Investigating the Origin of CMB Large-Scale Features Using LiteBIRD and CMB-S4

TL;DR

Upcoming CMB missions like LiteBIRD and CMB-S4 will significantly enhance our ability to test and distinguish models explaining large-scale anomalies in the CMB, refining our understanding of the early universe.

Contribution

This study evaluates the potential of future CMB experiments to differentiate between various models addressing large-scale CMB anomalies, including primordial and late-time modifications.

Findings

LiteBIRD can distinguish between different large-scale models.

Future experiments can dismiss some anomalies as statistical fluctuations.

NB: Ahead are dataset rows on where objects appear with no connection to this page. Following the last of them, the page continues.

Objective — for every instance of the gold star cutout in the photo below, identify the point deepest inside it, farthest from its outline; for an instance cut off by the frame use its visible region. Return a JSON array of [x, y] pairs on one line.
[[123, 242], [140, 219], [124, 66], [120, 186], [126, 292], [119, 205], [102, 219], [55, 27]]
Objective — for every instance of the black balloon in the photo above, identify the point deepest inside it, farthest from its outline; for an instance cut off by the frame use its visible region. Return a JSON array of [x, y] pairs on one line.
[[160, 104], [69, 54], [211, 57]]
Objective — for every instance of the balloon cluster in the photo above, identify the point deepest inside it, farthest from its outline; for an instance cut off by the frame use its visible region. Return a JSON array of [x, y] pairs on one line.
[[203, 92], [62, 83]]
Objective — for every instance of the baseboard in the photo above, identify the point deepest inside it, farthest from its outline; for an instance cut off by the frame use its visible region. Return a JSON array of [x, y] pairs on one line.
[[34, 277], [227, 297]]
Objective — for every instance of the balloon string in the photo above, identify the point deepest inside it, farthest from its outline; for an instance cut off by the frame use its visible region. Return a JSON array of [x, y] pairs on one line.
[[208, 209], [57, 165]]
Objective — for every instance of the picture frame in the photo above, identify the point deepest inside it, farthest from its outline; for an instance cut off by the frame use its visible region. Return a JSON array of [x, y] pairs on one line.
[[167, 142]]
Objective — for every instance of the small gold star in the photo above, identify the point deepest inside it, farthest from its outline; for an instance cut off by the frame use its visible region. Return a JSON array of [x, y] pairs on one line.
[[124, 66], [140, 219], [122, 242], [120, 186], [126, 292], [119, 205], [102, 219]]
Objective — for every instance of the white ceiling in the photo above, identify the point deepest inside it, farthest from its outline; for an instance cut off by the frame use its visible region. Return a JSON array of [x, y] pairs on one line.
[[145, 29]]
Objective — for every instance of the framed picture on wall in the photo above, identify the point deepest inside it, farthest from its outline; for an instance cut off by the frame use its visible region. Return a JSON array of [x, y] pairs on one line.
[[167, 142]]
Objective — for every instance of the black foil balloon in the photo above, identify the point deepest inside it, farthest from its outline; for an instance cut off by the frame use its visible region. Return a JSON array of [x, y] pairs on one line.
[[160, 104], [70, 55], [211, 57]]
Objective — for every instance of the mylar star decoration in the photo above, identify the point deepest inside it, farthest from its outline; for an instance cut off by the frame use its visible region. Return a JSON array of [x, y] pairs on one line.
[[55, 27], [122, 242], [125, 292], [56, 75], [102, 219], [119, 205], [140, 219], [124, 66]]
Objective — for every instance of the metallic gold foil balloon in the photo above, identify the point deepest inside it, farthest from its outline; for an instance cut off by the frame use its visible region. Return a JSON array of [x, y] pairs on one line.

Dark Dimension scenario is strongly constrained by current data.

Abstract

Several missions following Planck are currently under development, which will provide high-precision measurements of the Cosmic Microwave Background (CMB) anisotropies. Specifically, measurements of the E modes will become nearly limited by cosmic variance, which, especially when considering the sharpness of the E-mode transfer functions, may allow for the ability to detect deviations from the concordance model in the CMB data. We investigate the capability of upcoming missions to scrutinize models that have been proposed to address large-scale anomalies observed in the temperature spectra from WMAP and Planck. To this purpose, we consider four benchmarks that modify the CMB angular power spectra at large scales: models producing suppression, a dip, and amplification in the primordial scalar power spectrum, as well as a beyond-Lambda CDM prescription of dark energy. Our analysis shows that large-scale measurements from LiteBIRD will be able to distinguish between various types of primordial and late-time models that predict modifications to the angular spectra at these scales. Moreover, if these deviations from the standard cosmological model are determined to be systematic and do not reflect the true universe model, future experiments could potentially dismiss these features as statistical fluctuations. We also show that additional measurements from CMB-S4 can impose more stringent constraints by probing correlated signals that these models predict at smaller scales (l>100). A byproduct of our analysis is that a recently proposed "Dark Dimension" scenario, featuring power amplification at large scales, is strongly bound by current data, pushing the deviation from the standard model to unobservable scales. Overall, our results demonstrate that future CMB measurements can provide valuable insights into large-scale anomalies that are present in the current CMB data.